I don't know too much about the Sami resources available on the web, but here is a page with some grammar outlines for North Sami (the Norwegian version of the page may be more complete, if you can understand Norwegian). Also, this site seems to have a fairly extensive North Sami-to-Finnish dictionary.

(By the way, I think this thread should be moved to the Other Languages forum, since this isn't a specifically Finnish-related question.)


----------



## DrWatson

University of Tromsø's Giellatekno page also has software for Saami languages like word paradigm generator and a North Saami↔Norwegian and North Saami↔Finnish dictionary. Kimberli Mäkäräinen's home page has some Saami-related resources including a North Saami to English word list.

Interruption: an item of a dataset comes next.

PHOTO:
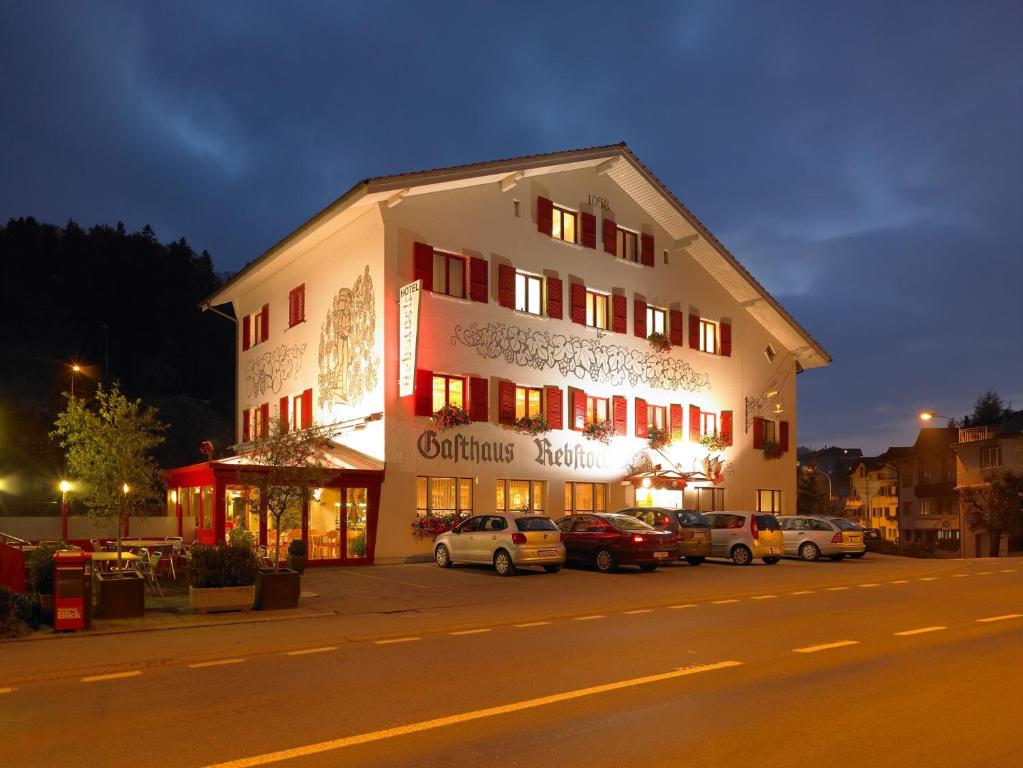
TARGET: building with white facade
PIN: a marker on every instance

As you may have noticed, knowledge of Norwegian, Swedish or Finnish helps a lot because most of the materials are in those languages. Moreover, if your interest is in North Saami, resources are not that hard to find whereas materials of all other Saami languages are few and far between. Here are some English resources (that I know of) for other Saami languages:

Pite Saami: A Grammar of Pite Saami by Joshua Wilbur.
Skolt Saami: A Grammar of Skolt Saami by Timothy Feist.


----------



## LarkaFenrir

Thank you soooo much Gavril and DrWatson!! Very kind and helpful 
Then I have one more reason to study Finnish and northern languages 

(Sorry if I wrote this thread here... how can I move it in the correct topic?)


----------



## Gavril

LarkaFenrir said:


> (Sorry if I wrote this thread here... how can I move it in the correct topic?)



Every post on this thread has a "!" button on the bottom-left corner. After clicking that button (on any of these posts), you can send a message to the moderator, asking the thread to be moved to the "Other Languages Forum".


----------



## AutumnOwl

Here are a few diffrent Sami dictionaries (with English): http://dicts.uit.no/


----------